You are viewing a plain text version of this content. The canonical link for it is here.
Posted to user@beam.apache.org by Siyu Lin <si...@unity3d.com> on 2022/04/06 06:28:55 UTC

Breaking change for FileIO WriteDynamic in Beam 2.34?

Hi Beam community,

We have a batch pipeline which does not run regularly. Recently we
have upgraded to Beam 2.36 and this broke the FileIO WriteDynamic
process.

We are using Dataflow Runner, and the errors are like this when there
are multiple workers:

Error message from worker: java.lang.NoClassDefFoundError: Could not
initialize class
org.apache.beam.runners.dataflow.worker.ApplianceShuffleWriter
org.apache.beam.runners.dataflow.worker.ShuffleSink.writer(ShuffleSink.java:348)
org.apache.beam.runners.dataflow.worker.SizeReportingSinkWrapper.writer(SizeReportingSinkWrapper.java:46)
org.apache.beam.runners.dataflow.worker.util.common.worker.WriteOperation.initializeWriter(WriteOperation.java:71)
org.apache.beam.runners.dataflow.worker.util.common.worker.WriteOperation.start(WriteOperation.java:78)
org.apache.beam.runners.dataflow.worker.util.common.worker.MapTaskExecutor.execute(MapTaskExecutor.java:92)
org.apache.beam.runners.dataflow.worker.BatchDataflowWorker.executeWork(BatchDataflowWorker.java:420)
org.apache.beam.runners.dataflow.worker.BatchDataflowWorker.doWork(BatchDataflowWorker.java:389)
org.apache.beam.runners.dataflow.worker.BatchDataflowWorker.getAndPerformWork(BatchDataflowWorker.java:314)
org.apache.beam.runners.dataflow.worker.DataflowBatchWorkerHarness$WorkerThread.doWork(DataflowBatchWorkerHarness.java:140)
org.apache.beam.runners.dataflow.worker.DataflowBatchWorkerHarness$WorkerThread.call(DataflowBatchWorkerHarness.java:120)
org.apache.beam.runners.dataflow.worker.DataflowBatchWorkerHarness$WorkerThread.call(DataflowBatchWorkerHarness.java:107)
java.util.concurrent.FutureTask.run(FutureTask.java:266)
java.util.concurrent.ThreadPoolExecutor.runWorker(ThreadPoolExecutor.java:1149)
java.util.concurrent.ThreadPoolExecutor$Worker.run(ThreadPoolExecutor.java:624)
java.lang.Thread.run(Thread.java:748)

However when there is only a single worker, the error is like this:

The job failed because a work item has failed 4 times. Look in
previous log entries for the cause of each one of the 4 failures. For
more information, see
https://cloud.google.com/dataflow/docs/guides/common-errors. The work
item was attempted on these workers: xxx Root cause: The worker lost
contact with the service.,

The error guided suggested upgrade machine type.

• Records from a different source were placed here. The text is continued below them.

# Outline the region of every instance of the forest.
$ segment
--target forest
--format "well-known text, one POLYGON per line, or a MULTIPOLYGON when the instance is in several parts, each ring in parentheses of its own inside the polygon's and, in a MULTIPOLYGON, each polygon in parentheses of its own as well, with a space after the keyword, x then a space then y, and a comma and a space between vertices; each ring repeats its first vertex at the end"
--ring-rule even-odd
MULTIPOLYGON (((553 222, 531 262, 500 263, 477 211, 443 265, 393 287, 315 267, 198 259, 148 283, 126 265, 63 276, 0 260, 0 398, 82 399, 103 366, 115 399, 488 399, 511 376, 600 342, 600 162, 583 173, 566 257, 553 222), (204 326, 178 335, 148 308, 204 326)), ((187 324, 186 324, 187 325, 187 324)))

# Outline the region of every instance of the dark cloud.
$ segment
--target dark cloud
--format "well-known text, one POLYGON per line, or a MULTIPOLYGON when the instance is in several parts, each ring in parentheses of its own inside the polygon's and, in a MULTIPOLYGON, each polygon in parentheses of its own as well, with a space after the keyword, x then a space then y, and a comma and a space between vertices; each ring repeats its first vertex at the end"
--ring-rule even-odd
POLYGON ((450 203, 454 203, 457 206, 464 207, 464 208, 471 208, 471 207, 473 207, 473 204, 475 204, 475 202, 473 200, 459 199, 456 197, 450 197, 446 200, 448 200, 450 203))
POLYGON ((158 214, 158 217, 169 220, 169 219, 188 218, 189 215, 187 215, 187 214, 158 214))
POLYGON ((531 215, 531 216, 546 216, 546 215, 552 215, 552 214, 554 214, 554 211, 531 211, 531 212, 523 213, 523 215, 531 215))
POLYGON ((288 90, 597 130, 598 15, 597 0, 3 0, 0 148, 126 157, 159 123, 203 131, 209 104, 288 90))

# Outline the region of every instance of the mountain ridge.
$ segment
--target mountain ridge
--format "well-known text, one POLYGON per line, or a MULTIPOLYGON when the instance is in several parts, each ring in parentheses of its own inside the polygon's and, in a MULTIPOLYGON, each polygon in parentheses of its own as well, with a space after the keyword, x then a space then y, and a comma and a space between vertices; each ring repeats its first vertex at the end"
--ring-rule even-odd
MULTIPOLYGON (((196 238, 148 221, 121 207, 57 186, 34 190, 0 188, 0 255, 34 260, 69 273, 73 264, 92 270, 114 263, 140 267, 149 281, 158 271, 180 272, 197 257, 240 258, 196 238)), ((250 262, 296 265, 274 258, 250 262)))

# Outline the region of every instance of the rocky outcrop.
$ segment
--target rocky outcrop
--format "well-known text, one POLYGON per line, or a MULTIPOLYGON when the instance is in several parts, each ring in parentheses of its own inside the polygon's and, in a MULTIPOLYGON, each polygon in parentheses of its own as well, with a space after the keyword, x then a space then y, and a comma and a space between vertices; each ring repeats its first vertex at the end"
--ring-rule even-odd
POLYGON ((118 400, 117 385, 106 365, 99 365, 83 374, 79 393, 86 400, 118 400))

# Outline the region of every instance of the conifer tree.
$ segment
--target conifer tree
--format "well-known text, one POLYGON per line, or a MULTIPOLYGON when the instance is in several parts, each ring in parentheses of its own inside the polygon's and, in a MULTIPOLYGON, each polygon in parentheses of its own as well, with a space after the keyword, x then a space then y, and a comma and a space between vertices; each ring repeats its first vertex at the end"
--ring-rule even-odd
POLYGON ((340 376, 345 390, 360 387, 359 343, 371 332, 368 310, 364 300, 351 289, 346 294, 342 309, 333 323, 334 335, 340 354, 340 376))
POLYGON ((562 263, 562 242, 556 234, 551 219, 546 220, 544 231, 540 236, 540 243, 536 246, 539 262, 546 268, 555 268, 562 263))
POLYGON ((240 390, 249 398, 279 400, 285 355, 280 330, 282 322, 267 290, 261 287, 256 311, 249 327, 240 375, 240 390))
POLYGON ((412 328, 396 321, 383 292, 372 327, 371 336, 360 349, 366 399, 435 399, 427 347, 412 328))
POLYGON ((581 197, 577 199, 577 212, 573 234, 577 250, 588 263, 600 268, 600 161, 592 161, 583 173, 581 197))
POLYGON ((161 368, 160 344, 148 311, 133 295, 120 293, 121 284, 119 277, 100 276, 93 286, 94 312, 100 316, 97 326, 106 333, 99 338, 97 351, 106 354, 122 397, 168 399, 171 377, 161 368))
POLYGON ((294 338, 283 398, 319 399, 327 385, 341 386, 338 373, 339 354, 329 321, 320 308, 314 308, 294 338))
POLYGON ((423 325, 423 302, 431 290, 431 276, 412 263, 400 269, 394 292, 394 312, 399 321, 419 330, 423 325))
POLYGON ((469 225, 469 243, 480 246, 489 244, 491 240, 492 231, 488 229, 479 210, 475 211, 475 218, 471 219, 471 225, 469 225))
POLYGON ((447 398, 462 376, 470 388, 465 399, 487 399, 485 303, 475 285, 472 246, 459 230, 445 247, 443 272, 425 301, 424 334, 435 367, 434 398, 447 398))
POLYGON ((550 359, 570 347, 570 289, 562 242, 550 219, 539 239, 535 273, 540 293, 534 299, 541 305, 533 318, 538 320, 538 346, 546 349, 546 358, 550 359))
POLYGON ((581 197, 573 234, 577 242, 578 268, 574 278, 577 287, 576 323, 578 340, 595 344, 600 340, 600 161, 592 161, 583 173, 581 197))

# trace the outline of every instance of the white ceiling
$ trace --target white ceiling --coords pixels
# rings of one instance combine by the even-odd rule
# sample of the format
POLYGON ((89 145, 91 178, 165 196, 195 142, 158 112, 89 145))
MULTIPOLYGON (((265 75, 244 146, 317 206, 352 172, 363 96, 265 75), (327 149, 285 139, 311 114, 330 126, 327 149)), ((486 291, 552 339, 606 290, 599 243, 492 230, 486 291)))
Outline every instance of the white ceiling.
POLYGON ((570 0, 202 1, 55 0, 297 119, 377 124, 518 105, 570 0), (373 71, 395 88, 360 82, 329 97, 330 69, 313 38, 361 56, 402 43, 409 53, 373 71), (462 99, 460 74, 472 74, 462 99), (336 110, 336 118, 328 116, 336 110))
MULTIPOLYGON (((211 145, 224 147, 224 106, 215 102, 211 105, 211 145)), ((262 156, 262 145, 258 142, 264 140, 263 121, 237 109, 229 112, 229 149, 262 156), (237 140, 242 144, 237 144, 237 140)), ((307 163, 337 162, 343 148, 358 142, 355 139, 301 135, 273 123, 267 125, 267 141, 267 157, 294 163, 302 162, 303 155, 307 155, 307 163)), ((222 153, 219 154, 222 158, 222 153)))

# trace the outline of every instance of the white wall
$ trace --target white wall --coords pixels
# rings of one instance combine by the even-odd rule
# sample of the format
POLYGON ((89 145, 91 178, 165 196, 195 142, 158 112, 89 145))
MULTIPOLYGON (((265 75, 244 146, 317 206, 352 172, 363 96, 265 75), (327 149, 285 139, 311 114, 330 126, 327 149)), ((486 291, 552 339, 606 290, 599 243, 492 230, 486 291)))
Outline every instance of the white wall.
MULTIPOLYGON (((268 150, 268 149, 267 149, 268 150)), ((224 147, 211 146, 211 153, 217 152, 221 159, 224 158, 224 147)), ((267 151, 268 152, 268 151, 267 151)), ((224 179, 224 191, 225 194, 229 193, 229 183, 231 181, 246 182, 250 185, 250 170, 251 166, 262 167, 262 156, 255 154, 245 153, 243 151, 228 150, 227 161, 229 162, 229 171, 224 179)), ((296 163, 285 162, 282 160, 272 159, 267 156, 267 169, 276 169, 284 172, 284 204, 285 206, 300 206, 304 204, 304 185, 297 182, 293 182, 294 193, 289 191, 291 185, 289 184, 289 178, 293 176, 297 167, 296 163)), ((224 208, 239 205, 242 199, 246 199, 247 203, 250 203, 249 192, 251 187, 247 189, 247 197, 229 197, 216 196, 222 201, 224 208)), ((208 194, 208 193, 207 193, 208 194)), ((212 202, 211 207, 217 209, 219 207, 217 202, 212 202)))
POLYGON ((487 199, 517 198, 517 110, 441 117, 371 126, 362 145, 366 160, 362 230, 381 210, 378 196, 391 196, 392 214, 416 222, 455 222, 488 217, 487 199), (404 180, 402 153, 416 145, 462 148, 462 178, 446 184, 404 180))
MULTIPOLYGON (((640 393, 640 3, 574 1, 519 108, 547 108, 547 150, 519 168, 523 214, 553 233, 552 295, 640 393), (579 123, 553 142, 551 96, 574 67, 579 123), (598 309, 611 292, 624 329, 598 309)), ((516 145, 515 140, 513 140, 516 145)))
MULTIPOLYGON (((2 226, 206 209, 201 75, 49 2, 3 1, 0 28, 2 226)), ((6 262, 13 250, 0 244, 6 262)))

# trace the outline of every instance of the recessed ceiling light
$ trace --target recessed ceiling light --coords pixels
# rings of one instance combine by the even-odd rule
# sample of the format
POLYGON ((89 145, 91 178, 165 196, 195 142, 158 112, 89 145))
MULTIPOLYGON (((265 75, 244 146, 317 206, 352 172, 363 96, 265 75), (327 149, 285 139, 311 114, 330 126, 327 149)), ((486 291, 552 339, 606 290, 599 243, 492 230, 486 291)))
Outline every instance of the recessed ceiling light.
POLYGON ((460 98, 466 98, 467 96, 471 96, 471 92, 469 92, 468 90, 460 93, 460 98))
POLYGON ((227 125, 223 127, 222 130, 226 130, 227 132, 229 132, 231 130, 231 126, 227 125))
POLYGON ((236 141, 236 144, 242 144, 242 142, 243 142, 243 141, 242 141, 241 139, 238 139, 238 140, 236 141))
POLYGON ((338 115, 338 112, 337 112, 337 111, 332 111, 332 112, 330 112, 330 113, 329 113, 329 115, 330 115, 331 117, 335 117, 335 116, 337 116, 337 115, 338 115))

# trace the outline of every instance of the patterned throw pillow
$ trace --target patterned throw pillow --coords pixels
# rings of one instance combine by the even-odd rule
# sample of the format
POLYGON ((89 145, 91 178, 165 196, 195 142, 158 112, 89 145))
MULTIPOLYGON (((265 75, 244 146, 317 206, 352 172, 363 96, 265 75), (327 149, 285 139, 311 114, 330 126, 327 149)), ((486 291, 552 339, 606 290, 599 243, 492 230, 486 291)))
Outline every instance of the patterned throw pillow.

Those errors happen when using SDK 2.34+. When I switched to SDK 2.33,
everything worked well without any issues. Tried SDK 2.34, 2.35 and
2.36, and found all of them got the same issue.

Context: The code simply just reads from BigQuery with a fixed table
of 4,034 records, does some transform, and outputs to GCS with
FileIO.WriteDynamic. All tests were performed using the same machine
type with the same worker number.

Does anyone know if there are any breaking changes in this SDK /
Dataflow runner?

Thanks so much!
Siyu

Re: Breaking change for FileIO WriteDynamic in Beam 2.34?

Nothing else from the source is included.